Until further notice, lifelong surveillance for HCC is recommended in patients with documented advanced fibrosis and cirrhosis before SVR, as it seems unlikely that the risk of liver cancer would eventually decline over time to a point at which surveillance becomes unnecessary.
Identification of cirrhotic patients with a higher residual HCC risk following SVR
The goal of HCC surveillance programmes is to detect liver tumours at an early stage when they are eligible for curative therapy, which is known to provide a survival benefit.43 Although abdominal ultrasound is recommended as a standard procedure for HCC surveillance, its sensitivity for the detection of small-size HCC tumours is low.44 Given these concerns, alternative imaging modalities (such as CT or MRI45) and new serum biomarkers46 have been tested, with the aim of improving early HCC detection. However, implementing such costly surveillance programmes may not be cost-effective for all patients eligible for screening, in particular F3/F4 patients who have achieved SVR.11
However, all patients with bridging fibrosis or cirrhosis following SVR do not have the same risk of developing HCC, and it remains difficult to assess the specific risk at an individual level.47 In this scenario, personalised assessment of the individual risk of HCC and reinforcement of screening policies might be utilised for subgroups of patients with a persistent high incidence of liver cancer despite HCV eradication. Until now, various HCC scoring systems have been designed, based on the combination of routine clinical features, to stratify patients into various HCC risk classes, which in most cases do not consider SVR status.48 This field of research highlighted a specific phenotype of patients who are at a higher risk of liver cancer development based on various covariates, including higher rates of comorbidities (in particular metabolic syndrome, Fig. 2B), persistent circulating necroinflammatory markers or impaired liver function despite SVR.14,30,49 It is tempting to speculate that adapting screening strategies to the stratification of patients in groups at a low or high risk of HCC following SVR might optimise both cost-effectiveness and the allocation of limited medical resources.50
Portal hypertension
Evidence from the interferon and DAA treatment eras has revealed that there have been significant decreases in PHT51,52 and life-threatening related events following SVR.14 In this context, the probability of developing de novo endoscopic PHT is low, even over the long term.53 Furthermore, the risk of variceal bleeding appears to be particularly low in these patients, even in those who have pre-existing endoscopic signs of PHT.54 As a whole, compensated cirrhotic patients without a past history of varices and without co-existing causes of liver injury following SVR (in particular metabolic syndrome or excessive alcohol consumption) may not require regular endoscopic follow-up.

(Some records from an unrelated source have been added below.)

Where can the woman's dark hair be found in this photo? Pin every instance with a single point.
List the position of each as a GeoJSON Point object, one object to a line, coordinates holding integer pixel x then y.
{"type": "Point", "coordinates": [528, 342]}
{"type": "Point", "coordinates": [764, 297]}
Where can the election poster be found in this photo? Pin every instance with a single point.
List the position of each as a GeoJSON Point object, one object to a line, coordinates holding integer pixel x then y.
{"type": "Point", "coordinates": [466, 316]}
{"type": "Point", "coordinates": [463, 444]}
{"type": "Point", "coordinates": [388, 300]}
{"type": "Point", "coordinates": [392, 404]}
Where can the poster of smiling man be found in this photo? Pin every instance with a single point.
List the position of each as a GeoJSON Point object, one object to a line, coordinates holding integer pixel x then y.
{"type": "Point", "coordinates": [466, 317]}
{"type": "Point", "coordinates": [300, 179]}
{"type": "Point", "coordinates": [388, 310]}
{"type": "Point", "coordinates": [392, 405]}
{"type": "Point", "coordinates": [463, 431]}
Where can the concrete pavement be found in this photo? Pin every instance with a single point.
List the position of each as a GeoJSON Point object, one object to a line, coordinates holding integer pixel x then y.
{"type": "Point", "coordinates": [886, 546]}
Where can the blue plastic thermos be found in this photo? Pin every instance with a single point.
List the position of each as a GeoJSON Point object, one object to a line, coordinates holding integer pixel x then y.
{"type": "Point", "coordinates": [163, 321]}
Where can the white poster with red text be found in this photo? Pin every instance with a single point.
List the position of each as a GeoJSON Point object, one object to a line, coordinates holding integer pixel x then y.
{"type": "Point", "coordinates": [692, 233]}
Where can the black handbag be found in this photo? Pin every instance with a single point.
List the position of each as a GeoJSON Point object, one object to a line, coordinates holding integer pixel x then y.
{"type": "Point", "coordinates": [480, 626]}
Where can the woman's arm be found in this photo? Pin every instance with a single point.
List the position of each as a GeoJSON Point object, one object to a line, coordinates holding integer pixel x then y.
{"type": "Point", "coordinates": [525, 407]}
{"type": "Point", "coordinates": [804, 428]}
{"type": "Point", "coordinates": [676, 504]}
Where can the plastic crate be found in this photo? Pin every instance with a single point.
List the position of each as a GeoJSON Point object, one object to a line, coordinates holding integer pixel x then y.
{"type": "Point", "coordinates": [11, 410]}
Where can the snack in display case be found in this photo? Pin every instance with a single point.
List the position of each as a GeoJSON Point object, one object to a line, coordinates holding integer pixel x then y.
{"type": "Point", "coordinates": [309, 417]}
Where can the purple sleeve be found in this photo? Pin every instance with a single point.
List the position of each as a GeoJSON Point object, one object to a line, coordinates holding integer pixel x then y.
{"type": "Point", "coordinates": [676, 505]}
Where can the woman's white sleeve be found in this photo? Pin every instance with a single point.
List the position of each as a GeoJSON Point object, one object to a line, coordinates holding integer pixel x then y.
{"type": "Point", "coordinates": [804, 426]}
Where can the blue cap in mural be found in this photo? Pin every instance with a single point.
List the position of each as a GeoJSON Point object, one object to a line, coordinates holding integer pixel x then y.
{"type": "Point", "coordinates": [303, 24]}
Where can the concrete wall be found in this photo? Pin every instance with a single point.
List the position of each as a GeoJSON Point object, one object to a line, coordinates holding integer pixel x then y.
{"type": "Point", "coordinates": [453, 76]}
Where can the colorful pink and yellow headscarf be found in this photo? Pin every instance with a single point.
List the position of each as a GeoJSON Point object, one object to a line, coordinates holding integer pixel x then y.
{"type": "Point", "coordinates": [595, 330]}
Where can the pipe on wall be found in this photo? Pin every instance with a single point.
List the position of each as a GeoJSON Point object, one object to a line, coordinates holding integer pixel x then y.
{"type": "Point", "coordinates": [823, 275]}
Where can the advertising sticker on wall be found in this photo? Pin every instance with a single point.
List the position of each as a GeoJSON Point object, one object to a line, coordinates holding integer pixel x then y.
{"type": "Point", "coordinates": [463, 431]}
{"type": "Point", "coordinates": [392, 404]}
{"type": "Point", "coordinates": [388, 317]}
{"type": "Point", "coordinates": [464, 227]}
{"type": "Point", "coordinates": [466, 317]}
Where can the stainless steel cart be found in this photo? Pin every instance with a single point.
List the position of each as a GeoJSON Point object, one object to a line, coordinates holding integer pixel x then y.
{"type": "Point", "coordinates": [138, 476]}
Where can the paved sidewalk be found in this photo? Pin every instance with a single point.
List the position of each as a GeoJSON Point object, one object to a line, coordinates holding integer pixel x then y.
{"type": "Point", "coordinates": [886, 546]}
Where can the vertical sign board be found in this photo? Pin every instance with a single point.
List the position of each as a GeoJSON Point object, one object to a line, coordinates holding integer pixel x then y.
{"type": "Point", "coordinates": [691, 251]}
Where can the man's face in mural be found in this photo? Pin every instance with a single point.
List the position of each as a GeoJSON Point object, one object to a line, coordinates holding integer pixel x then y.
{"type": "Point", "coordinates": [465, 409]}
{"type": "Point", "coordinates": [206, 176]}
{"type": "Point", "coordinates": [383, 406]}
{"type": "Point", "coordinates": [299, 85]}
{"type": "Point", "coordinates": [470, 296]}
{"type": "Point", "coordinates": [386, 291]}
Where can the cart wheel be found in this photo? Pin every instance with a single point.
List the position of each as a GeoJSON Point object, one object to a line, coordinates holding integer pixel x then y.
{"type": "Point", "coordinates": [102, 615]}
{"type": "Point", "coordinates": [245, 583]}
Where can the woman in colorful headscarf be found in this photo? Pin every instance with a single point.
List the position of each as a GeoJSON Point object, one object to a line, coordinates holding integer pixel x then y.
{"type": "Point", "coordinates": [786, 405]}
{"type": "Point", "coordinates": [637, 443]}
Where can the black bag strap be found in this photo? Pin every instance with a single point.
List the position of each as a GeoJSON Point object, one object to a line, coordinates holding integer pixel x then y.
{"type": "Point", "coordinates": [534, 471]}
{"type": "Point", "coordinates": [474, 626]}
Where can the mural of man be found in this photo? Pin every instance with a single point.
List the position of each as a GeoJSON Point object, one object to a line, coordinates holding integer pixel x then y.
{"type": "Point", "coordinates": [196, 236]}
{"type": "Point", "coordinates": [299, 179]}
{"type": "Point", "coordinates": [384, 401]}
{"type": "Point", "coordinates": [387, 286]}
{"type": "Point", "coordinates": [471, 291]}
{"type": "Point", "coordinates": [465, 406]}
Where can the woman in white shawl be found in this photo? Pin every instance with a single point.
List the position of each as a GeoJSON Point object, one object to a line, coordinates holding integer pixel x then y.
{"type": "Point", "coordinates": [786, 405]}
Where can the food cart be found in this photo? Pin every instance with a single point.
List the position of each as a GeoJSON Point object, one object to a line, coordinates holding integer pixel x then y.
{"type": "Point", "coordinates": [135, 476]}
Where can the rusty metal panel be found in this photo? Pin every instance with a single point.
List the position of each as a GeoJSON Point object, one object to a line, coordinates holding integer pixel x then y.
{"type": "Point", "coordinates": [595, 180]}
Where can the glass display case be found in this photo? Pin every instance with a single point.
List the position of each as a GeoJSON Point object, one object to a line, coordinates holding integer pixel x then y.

In recent years, the guidelines of the Baveno VI Consensus Workshop55 have endorsed risk stratification based on a transient elastography cut-off of <20 kPa and a platelet count >150,000/ml to identify patients for whom screening for varices might be unnecessary because of the low risk of clinically significant endoscopic PHT. However, the extent to which such a recommendation holds true once the aetiological agent has been cured had not been adequately assessed at the time of this workshop. Recently, a dedicated analysis conducted in the ANRS CO12 CirVir cohort established the validity of these non-invasive indices in patients with compensated viral cirrhosis who achieved SVR.56 Based on the sequential evaluation of the Baveno VI criteria, endoscopic surveillance no longer appears to be necessary in this subgroup of low-risk patients, in whom PHT progression is a rare event and 1-year overall survival is higher than 90%. These are important messages for both patients and physicians in clinical practice, as reducing unnecessary endoscopies in selected patients will enable the restriction of efficient screening to those who require close surveillance.
Liver failure
SVR is a major milestone in the management of cirrhosis, but the magnitude of the benefit widely differs according to baseline liver function impairment.
Patients with baseline compensated cirrhosis
The clearance of HCV clearly improves outcomes in patients with compensated cirrhosis, as extensively demonstrated by the ANRS CO12 CirVir prospective cohort (Fig. 2A).14 Among 1,323 patients with biopsy-proven uncomplicated HCV-related Child-Pugh Class A cirrhosis who were followed-up for almost 5 years, a dramatic decrease in hepatic decompensation was observed along with a significantly reduced 5-year cumulative incidence in patients who achieved SVR (HR 0.26; 95% CI 0.17–0.39).14 A dramatic reduction in bacterial infection, which is known to trigger hepatic decompensation, was also reported in this population over the long term in patients who achieved SVR (Fig. 2A).57 These observations were, however, obtained from patients treated with either interferon-based therapies or DAAs, and the specific evaluation of the effect of the latter regimen on the risk of decompensation, which tends to occur over the long term, was hampered by the short-term follow-up of patients. In this context, although a study of the ANRS CO22 Hepather cohort reported a decrease in liver-related mortality in more than 3,000 patients with extensive fibrosis, this large-scale study failed to demonstrate lower rates of decompensation in patients exposed to DAAs (HR 0.95; 95% CI, 0.48–1.89) after adjustment for numerous variables including various comorbidities (alcohol consumption, diabetes, and arterial hypertension).26
Patients with baseline decompensated cirrhosis
In patients with baseline decompensated cirrhosis, unlike interferon-based regimens, non-protease inhibitor containing DAAs were shown to be safe and effective therapies that resulted in an SVR rate of at least 78% in those with the most pronounced liver failure.[58], [59], [60] However, despite SVR, the outcomes of patients with decompensated cirrhosis due to HCV remain problematic, as clinical deterioration and the need for liver transplantation may still arise.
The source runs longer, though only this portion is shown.